This story was originally published on Cybersecurity Dive. To receive daily news and insights, subscribe to our free daily Cybersecurity Dive newsletter.

Dive Brief:

• Fortinet alerted customers to four new indicators of compromise for a widely exploited zero-day vulnerability in its network and security management tool FortiManager in an updated security advisory on Wednesday.

• The cybersecurity vendor said the situation is evolving and the updates don’t reflect any major changes. “Since we worked with the hosting provider to take down the actor infrastructure, some IP IoCs have changed,” a Fortinet spokesperson said Wednesday in an email.

• Fortinet initially disclosed active exploitation of CVE-2024-47575, a missing authentication for critical function vulnerability which has a CVSS score of 9.8, last week.
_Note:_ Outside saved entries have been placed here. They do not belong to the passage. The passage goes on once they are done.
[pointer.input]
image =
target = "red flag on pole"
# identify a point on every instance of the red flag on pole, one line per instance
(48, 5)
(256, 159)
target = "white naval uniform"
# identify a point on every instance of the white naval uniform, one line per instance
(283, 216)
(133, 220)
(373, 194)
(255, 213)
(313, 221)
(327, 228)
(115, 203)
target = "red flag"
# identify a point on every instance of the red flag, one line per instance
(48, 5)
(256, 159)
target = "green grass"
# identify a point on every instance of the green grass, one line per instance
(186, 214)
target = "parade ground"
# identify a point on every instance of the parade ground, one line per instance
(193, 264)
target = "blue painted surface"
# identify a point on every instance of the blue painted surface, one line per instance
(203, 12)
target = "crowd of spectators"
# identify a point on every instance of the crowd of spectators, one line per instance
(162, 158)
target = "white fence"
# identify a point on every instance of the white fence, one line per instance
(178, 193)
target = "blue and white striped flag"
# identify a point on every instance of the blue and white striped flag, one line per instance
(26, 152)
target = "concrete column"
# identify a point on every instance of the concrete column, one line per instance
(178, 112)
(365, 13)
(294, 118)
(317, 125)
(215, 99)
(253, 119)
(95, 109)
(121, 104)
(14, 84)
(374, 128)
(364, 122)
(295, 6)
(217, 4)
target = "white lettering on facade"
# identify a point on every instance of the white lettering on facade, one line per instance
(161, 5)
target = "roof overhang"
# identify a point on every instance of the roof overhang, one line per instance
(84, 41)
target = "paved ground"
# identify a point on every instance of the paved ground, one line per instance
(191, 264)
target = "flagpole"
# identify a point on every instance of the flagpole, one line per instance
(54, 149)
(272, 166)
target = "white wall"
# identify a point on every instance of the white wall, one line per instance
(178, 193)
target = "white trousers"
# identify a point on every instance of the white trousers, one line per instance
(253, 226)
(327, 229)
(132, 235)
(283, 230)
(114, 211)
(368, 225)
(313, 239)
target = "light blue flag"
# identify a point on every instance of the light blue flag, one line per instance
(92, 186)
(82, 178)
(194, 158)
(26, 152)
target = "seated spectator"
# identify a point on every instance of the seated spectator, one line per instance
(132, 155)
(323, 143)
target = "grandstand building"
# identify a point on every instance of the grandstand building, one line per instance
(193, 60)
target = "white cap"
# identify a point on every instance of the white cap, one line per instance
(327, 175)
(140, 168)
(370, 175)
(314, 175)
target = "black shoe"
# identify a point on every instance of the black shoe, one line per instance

Mandiant said at least 50 organizations across various industries were impacted by a spree of attacks it described as a “mass exploitation” event.

Dive Insight:

Security researchers who raised the alarm about the critical vulnerability last week haven’t reported evidence of increased exploits or follow-on malicious activity, but the potential for widening impact remains.

The Cybersecurity and Infrastructure Security issued an alert about the additional workarounds and indicators of compromise for CVE-2024-47575 on Wednesday.

Censys observed more than 4,000 exposed FortiManager admin portals online as of Wednesday, only 23 fewer exposed devices than last week, Himaja Motheram, security researcher at Censys, told Cybersecurity Dive on Wednesday.

“Users don’t seem to be limiting access to their admin panels from the public internet, but it’s possible that they’re patching them or applying workarounds,” Motheram said via email.

Exploitation of the FortiManager missing authentication for critical function vulnerability could allow a remote, unauthenticated attacker to execute arbitrary code or commands. Attacks involved data theft, including IPs, credentials and configuration data of FortiGate devices managed by exploited FortiManager appliances, Fortinet and Mandiant said last week.

Rapid7 has also observed active exploitation of the critical vulnerability, Caitlin Condon, director of vulnerability intelligence at Rapid7, said in a Wednesday email. “We have not yet seen a significant increase in exploit activity related to this vulnerability, but we still have several investigations in progress.”

Fortinet said the workarounds published in its original advisory were sufficient. The company continues to urge customers to implement the workarounds and patch the vulnerability via software updates.

“We have been working with CISA, and directly with customers to ensure that mitigating actions are taken in a timely manner,” the Fortinet spokesperson said.